What’s in store for the new year and beyond? Bill said they have begun to lay the groundwork on certain projects that will institutionalize good governance practices.

“First, in line with our hosting of APEC this 2015, we have launched the Islands of Good Governance campaign with the Institute of Solidarity in Asia. What started out as a balanced scorecard system for six agencies has grown to more than 20 national government agencies and local government units subjecting themselves to external audits. We aim to showcase these audited breakthrough results in 2015 as proof of our commitment to good governance.

“Second, while we continue to hold our officials accountable for performance, we have realized that certain policies at the national, departmental, and local levels have made it difficult to reduce the cost of compliance and enforcement and consequently hinder efficient public service delivery. We are currently studying  an idea called ‘Project Repeal’ to identify outdated laws that are long due for repeal and  plan to organize a team to facilitate its implementation in partnership with Congress.”

I admire the tenacity of Bill and his co-workers and volunteers in the National Competitiveness Council. It will do well for P-Noy to give them more support with the aim of fast tracking all needed reforms before June 2016. That’s the only way of institutionalizing the gains of the past few years and making sure whoever is elected to succeed him will be measured by a higher standard of governance.

Most importantly, Bill and the NCC showed reforms can be done. Reforms can happen. But it needs determination to see the difficult tasks done.

There are other things that P-Noy should make sure he delivers during the last two minutes of his watch so he can leave behind a lasting legacy. First in this list is the Freedom of Information bill still languishing in Congress. Worse, they are emasculating the entire concept of freedom of information to the point of even putting handicaps on freedom of the press.

Second is the proposal of Speaker Sonny Belmonte on how to amend the Constitutional restrictions on investments and the economy. I realize P-Noy is not convinced anything ought to be done at all. But he must realize too that his failure to create the needed jobs in the country arises from too little investments coming in compared to our ASEAN peers.

Third is the need to make decisions on what to do with MRT 3. There is no doubt it needs serious rehabilitation for the safety of commuters but I am sure people are unimpressed with Sec Jun Abaya’s statements on how government will undertake this job or when.

Abaya still has to sit down with the private owners of MRT 3 before anything can happen or legal problems will cause further delays. Maybe, P-Noy himself should sit down with the MRTH officials and hear their proposal to undertake the rehab at no cost to the government. It is too good a deal to reject out of hand.

It is the same thing with San Miguel’s proposal to build an international airport in the reclamation area. Sec Abaya hired JICA consultants to do a study to put that new airport in Sangley, his home base. In any case, a decision will have to be made this year one way or another and that’s something DOTC is not likely to do without P-Noy getting involved.
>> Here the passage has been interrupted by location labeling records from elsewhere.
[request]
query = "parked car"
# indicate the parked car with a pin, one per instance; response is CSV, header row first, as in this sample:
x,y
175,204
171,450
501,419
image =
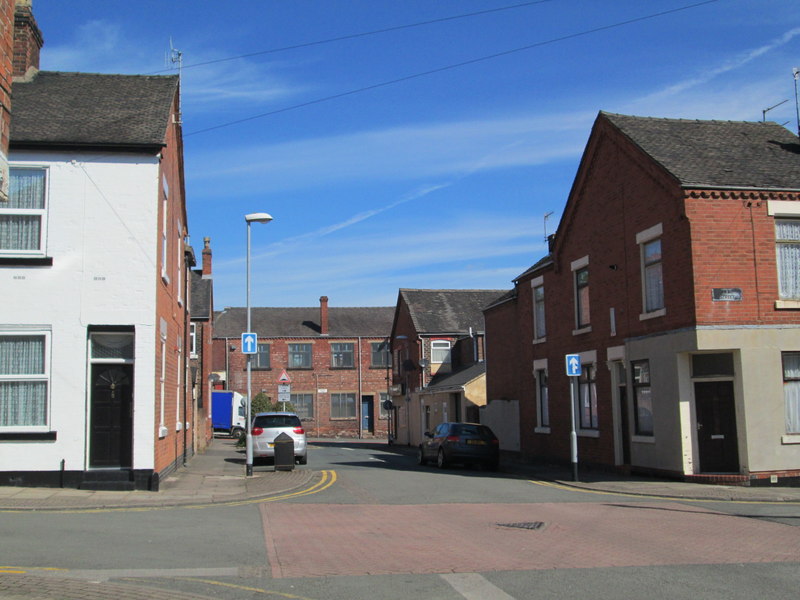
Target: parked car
x,y
466,443
267,426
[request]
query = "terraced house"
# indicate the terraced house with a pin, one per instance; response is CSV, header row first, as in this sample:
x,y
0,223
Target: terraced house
x,y
674,275
94,268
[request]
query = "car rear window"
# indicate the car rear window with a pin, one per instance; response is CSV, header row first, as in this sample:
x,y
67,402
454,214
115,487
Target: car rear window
x,y
270,421
473,430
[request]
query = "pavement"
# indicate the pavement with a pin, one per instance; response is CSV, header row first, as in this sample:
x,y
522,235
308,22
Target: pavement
x,y
217,476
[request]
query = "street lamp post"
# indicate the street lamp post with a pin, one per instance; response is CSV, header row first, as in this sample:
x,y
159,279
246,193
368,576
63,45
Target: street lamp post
x,y
251,218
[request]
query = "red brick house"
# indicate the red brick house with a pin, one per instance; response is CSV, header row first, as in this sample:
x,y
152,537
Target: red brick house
x,y
336,359
437,359
201,326
675,275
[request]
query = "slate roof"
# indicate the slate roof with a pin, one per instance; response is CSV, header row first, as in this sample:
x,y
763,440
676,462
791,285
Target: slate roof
x,y
448,311
202,294
90,109
270,322
457,379
735,154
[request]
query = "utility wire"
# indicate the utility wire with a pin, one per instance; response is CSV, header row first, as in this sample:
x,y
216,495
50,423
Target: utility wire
x,y
359,35
450,67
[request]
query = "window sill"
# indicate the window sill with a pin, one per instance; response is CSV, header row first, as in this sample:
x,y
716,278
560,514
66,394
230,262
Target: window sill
x,y
653,315
28,436
787,304
26,261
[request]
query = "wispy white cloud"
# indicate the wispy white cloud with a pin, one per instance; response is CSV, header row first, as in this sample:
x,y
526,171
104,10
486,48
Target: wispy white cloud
x,y
399,153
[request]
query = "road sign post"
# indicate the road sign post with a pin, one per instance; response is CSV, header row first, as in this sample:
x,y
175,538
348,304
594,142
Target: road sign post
x,y
573,372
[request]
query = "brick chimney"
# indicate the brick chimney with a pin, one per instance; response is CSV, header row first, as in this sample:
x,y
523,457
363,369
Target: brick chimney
x,y
28,40
323,315
206,258
6,74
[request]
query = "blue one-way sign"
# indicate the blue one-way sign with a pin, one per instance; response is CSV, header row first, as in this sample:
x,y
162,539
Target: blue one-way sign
x,y
249,343
573,365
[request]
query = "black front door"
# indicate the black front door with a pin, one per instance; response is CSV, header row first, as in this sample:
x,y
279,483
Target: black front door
x,y
716,427
111,435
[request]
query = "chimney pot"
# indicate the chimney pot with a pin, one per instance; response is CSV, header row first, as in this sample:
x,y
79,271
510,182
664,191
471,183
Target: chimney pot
x,y
323,315
28,40
206,257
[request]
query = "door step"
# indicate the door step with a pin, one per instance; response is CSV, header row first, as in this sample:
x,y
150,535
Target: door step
x,y
719,478
110,481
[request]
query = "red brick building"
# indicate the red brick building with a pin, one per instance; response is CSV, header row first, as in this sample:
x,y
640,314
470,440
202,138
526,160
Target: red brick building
x,y
674,275
437,359
336,359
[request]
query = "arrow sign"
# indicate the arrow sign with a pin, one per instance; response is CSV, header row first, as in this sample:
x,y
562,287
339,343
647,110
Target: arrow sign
x,y
249,343
573,365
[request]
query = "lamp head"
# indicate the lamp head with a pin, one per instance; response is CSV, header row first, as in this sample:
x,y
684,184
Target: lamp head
x,y
258,218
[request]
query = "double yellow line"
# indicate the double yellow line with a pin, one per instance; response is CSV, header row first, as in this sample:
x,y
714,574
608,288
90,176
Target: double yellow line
x,y
327,480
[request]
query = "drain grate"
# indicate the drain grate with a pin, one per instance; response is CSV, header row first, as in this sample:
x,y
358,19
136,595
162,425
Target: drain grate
x,y
532,525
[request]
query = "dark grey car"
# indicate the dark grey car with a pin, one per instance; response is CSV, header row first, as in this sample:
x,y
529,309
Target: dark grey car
x,y
465,443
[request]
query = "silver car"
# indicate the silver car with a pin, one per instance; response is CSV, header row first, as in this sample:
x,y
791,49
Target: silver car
x,y
268,426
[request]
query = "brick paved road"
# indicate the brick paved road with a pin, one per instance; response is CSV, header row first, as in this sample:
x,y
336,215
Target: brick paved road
x,y
371,539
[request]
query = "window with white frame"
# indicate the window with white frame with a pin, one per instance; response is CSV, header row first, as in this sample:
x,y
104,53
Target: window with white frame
x,y
587,397
642,398
787,241
342,355
380,354
343,405
382,412
262,357
440,351
649,242
580,270
23,217
303,405
193,339
164,228
791,390
24,379
299,356
542,399
539,328
180,258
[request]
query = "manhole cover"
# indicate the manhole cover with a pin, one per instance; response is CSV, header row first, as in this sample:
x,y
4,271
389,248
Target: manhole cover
x,y
533,525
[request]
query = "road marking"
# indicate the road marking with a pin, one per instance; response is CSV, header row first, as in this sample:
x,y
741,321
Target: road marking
x,y
475,587
246,588
327,480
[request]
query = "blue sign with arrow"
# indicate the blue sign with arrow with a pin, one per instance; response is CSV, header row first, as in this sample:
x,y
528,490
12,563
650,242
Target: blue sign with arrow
x,y
249,343
573,365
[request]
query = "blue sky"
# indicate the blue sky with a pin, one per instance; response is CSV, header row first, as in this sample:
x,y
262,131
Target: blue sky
x,y
442,179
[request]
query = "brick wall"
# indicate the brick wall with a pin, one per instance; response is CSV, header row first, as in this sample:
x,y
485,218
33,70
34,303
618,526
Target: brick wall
x,y
364,381
170,306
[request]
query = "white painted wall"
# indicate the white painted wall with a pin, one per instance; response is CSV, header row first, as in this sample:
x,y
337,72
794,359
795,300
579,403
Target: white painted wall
x,y
102,237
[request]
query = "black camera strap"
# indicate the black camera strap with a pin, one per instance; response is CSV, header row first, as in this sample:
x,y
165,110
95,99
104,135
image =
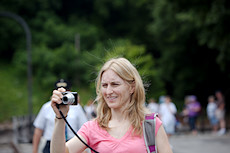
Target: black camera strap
x,y
73,130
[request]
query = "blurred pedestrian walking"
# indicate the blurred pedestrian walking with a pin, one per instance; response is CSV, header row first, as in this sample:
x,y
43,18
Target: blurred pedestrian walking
x,y
167,111
220,113
211,113
193,109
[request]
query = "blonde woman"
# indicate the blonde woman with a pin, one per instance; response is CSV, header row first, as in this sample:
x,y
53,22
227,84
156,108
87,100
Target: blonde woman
x,y
121,111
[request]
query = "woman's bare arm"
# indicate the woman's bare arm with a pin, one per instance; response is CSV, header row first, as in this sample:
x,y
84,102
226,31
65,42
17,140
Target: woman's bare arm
x,y
162,142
During his mother’s last two minutes, Ping de Jesus was tasked to build several flyovers just so it could be said Tita Cory delivered something concrete that people can use. Saving democracy is fine but after the fine speeches, people want infrastructure that would make going to work and doing business pleasant.

P-Noy cannot overlook the infrastructure gap during his watch. He no longer has the time to allow his boys to dilly dally as if there is notomorrow. He is now at his last two minutes.